# Impact of tuberculosis

Worldwide 9.6 million new cases and 1.4 million deaths annualy; almost 1/3 of the worlds population may be infected.

# We needed a package for enrichment analysis

• Custom variable sets (expression modules, metabolic profiling)
• Statistical test(s):
• not relying on arbitrary thresholds
• preferably no bootstrapping
• detached from differential analysis
• pluggable into ML and MDS (e.g. PCA)
• Integrating in our R pipelines
• Highly flexible – diverse projects with different problem settings
• “Bird’s eye” visualizations for multiple analyses

(xkcd.com/927)

# Introducing tmod

“Although there is no particular novelty in the methods, the package addresses the right questions and appears to do a good job on real biological analysis.” (Anonymous reviewer)

– Perfect!

# tmod features

• CERNO: a new(-ish) statistical test for continuous enrichments (Yamaguchi et al. 2008, not implemented elsewhere)
• MSD: a new method for ordering genes
• “panel plots” – visualisation of (serial) gene set enrichment results
• prepackaged gene sets from Chaussabel et al. (2008) and Li et al. (2014) and metabolic profiling clustering from Weiner et al. (2012)
• facilities for combining multivariate techniques / dimensionality reduction techniques / correlation analysis / machine learning with enrichment analysis

# CERNO test: a variant of Fisher’s exact test

Some enrichment tests (such as the hypergeometric test) rely on arbirtrary tresholds to divide the genes into “differentially expressed” and “background” (or equivalent sets). It is easy to run a statistical test on such a setup, however it is problematic: the number of significantly regulated genes depends on the statistical power, i.e. for example on the number of samples.

Better tests yet are independent of arbitrary thresholds. Examples include

• Randomization approaches (such as GSEA)
• ANOVA-like approaches
• Mann-Whitney U statistic

However, all methods that we have tested were problematic (eg. too conservative; too lax). Most importantly, while results were robust for large sample sets, they were not “down-scalable”: results for small sample sizes rarely reflected the results for large sample sizes.

# CERNO: Ranks can be treated as probabilities

$P(rank(g_j) < rank(g_i)) = \frac{rank(g_i)}{N}$

Where $$N$$ is the total number of genes.

# We apply Fisher’s method to ranks

$\mathbf{CERNO} = -2\cdot \sum_{i=1}^{N}\ln(\frac{rank(g_i)}{N})$

The statistics has a $$\chi^2$$ distribution with $$2\cdot N$$ degrees of freedom.
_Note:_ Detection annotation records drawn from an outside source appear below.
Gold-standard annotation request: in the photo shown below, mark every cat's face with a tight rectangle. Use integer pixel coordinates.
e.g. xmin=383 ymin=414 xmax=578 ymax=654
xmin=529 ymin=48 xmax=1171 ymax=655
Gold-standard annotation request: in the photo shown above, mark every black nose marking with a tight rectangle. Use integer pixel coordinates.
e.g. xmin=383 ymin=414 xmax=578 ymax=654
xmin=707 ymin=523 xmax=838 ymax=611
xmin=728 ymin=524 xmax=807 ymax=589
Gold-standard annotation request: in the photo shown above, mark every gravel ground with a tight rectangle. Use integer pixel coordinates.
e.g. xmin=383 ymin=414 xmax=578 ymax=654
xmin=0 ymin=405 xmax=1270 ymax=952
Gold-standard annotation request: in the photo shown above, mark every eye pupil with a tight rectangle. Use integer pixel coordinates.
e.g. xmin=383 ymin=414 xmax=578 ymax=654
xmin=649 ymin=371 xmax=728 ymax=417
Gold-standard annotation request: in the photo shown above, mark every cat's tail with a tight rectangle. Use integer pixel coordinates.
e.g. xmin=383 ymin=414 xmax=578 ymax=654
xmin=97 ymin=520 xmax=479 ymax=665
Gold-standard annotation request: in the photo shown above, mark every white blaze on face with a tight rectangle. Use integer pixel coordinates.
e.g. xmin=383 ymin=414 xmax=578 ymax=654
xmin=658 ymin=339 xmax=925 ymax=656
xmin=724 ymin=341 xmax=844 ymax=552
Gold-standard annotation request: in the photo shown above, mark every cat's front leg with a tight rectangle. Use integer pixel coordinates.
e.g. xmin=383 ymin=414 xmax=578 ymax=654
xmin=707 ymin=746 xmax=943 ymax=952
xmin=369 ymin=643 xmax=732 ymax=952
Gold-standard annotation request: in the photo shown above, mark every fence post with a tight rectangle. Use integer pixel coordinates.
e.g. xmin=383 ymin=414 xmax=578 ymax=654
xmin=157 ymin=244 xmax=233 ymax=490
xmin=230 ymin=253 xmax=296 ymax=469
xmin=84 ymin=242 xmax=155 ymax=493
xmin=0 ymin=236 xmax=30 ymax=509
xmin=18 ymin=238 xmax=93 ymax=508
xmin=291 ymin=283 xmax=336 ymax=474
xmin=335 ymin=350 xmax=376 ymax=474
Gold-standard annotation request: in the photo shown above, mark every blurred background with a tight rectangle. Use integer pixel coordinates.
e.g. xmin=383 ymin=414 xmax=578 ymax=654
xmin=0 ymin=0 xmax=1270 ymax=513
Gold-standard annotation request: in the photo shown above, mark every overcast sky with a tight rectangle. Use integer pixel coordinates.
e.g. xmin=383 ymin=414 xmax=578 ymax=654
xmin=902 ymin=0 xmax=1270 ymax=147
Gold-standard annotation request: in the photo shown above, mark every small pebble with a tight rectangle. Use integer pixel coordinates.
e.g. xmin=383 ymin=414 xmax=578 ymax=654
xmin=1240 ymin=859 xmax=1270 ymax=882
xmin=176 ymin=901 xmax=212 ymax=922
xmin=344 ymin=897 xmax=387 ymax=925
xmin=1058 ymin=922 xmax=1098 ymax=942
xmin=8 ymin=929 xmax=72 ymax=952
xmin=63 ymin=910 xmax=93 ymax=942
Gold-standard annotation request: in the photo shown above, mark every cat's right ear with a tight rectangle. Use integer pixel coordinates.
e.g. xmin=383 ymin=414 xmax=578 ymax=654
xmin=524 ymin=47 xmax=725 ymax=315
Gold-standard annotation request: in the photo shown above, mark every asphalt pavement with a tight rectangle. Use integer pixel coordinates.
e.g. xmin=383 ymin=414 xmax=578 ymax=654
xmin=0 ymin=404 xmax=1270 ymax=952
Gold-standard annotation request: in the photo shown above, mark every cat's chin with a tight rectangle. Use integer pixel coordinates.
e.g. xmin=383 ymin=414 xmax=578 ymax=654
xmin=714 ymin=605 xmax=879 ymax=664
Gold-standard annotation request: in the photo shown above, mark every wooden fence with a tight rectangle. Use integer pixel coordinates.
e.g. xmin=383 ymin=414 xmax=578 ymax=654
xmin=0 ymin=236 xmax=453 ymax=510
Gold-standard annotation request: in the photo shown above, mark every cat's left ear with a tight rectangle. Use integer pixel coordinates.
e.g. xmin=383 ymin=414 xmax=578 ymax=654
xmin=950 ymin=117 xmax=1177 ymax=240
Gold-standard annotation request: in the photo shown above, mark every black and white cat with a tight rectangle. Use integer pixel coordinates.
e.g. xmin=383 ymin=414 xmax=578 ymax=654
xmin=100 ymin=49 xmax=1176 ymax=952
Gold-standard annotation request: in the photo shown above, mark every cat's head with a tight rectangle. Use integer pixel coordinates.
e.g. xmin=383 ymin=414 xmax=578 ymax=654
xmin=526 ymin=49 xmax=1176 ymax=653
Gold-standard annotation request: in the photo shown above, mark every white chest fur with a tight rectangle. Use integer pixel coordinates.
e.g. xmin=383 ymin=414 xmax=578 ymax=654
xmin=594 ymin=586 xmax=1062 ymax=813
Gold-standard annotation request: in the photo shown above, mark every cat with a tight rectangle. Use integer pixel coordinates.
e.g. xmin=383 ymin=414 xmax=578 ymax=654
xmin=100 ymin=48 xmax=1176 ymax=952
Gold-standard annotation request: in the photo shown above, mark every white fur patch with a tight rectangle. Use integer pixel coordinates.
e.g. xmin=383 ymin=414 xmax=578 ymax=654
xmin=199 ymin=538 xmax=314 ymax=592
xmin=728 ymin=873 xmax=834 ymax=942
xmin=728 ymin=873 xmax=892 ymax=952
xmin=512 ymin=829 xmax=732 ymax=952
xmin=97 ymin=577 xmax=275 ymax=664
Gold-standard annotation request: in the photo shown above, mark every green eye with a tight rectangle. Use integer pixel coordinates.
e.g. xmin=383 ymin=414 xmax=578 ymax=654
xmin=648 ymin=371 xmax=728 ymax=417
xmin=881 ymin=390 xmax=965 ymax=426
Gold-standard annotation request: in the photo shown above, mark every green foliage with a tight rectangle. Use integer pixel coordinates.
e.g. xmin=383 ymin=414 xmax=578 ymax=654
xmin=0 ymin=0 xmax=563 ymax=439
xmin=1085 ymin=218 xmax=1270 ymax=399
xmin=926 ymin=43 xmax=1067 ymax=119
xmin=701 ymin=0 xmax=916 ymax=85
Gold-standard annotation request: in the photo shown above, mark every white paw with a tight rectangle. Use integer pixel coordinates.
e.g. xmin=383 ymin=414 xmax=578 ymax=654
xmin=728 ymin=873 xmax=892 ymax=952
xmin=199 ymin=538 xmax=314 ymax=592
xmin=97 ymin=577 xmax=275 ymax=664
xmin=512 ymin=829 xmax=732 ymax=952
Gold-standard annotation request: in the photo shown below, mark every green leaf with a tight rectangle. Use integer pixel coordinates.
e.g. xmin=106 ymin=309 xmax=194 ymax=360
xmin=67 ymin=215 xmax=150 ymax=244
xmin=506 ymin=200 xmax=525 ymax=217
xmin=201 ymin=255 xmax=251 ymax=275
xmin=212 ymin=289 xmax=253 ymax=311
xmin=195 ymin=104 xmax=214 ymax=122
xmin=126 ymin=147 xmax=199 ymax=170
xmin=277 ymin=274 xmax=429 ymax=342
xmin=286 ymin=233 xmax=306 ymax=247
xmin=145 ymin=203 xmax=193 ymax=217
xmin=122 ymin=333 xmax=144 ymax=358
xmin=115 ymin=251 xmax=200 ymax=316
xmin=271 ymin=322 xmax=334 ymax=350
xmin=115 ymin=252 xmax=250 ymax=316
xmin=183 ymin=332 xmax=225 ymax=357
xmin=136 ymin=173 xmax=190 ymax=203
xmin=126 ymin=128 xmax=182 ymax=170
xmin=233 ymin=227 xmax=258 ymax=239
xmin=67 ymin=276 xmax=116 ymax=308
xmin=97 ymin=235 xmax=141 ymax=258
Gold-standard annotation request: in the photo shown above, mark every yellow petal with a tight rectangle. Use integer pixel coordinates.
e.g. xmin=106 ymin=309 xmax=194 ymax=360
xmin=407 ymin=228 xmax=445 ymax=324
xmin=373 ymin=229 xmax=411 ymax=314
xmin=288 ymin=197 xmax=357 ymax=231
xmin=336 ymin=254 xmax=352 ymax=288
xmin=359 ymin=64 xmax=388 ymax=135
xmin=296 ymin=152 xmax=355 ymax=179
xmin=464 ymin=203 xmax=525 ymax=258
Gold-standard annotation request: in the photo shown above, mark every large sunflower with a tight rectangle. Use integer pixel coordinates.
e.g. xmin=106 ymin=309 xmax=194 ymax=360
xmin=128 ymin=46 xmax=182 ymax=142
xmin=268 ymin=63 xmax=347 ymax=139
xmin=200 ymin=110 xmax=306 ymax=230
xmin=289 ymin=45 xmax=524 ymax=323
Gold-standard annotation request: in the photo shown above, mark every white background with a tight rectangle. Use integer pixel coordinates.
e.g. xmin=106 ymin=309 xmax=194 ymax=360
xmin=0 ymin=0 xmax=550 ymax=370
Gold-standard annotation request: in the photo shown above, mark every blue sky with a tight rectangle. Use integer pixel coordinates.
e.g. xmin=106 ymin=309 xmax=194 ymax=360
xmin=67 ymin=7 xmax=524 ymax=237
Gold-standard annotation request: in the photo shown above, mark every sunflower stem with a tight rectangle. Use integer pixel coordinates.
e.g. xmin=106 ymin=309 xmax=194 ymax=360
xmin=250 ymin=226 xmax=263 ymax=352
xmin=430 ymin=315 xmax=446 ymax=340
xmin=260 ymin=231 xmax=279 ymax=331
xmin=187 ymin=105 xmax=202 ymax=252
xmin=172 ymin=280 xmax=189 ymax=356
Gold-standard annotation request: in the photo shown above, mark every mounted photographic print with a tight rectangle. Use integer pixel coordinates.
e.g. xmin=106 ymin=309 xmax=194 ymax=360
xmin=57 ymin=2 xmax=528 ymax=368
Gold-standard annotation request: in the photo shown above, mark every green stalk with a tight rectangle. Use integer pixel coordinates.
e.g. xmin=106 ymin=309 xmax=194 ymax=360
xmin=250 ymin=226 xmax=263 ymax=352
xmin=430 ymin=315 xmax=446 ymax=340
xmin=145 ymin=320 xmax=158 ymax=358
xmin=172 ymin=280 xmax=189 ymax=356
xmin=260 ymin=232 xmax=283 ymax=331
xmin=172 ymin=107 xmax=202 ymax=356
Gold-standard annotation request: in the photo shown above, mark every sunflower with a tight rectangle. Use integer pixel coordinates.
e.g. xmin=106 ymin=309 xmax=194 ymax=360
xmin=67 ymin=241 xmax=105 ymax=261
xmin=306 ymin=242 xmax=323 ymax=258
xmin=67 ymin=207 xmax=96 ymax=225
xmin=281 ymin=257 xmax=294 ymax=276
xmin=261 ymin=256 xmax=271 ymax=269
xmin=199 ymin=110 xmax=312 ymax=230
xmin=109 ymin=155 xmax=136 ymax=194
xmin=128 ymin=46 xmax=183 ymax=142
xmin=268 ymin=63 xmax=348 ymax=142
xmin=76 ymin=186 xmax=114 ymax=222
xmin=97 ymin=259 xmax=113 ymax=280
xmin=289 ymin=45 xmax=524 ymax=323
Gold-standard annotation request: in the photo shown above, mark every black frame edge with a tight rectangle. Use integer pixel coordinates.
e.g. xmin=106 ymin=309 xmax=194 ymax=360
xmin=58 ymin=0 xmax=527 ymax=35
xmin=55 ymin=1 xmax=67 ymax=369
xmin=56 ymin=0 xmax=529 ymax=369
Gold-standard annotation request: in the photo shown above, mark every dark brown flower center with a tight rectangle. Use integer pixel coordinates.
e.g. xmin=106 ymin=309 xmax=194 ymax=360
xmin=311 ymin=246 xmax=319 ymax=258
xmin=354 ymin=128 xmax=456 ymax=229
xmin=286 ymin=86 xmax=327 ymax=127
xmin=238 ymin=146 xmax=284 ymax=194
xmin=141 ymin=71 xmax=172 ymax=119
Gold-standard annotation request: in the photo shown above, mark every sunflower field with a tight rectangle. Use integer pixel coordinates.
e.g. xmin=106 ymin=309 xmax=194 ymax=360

First, second and third quartiles of number of modules recovered by the different statistical tests in dependence of the sample size in 100 random sample replicates.

# How to order genes?

• Order by p-values (common approach).
• Genes with strong expression tend to have lower p-values even if log-fold changes are small
• Order by (absolute) log fold change
• Genes with weak expression (near background) can have huge log fold changes despite lack of significance

# MSD – Minimal Significant Difference

$\text{MSD} = \begin{cases} CI.L & \text{if logFC} > 0\\ -CI.R & \text{if logFC} < 0\\ \end{cases}$

First, second and third quartiles of number of modules recovered by the different approaches in dependence of the sample size in 100 random sample replicates.

In comparisons with other ordering techniques, MSD has an exceptional specificity, while maintaining good sensitivity (Joanna Żyła, personal communication).

# Basic visualization of enrichment

In an U-test, the U statistic is (almost) the same as the Area Under Curve:

$r=1-\frac{2\cdot U}{n_1\cdot n_2} = 1 - 2\cdot\text{AUC}$

(r is the effect size for an U-test)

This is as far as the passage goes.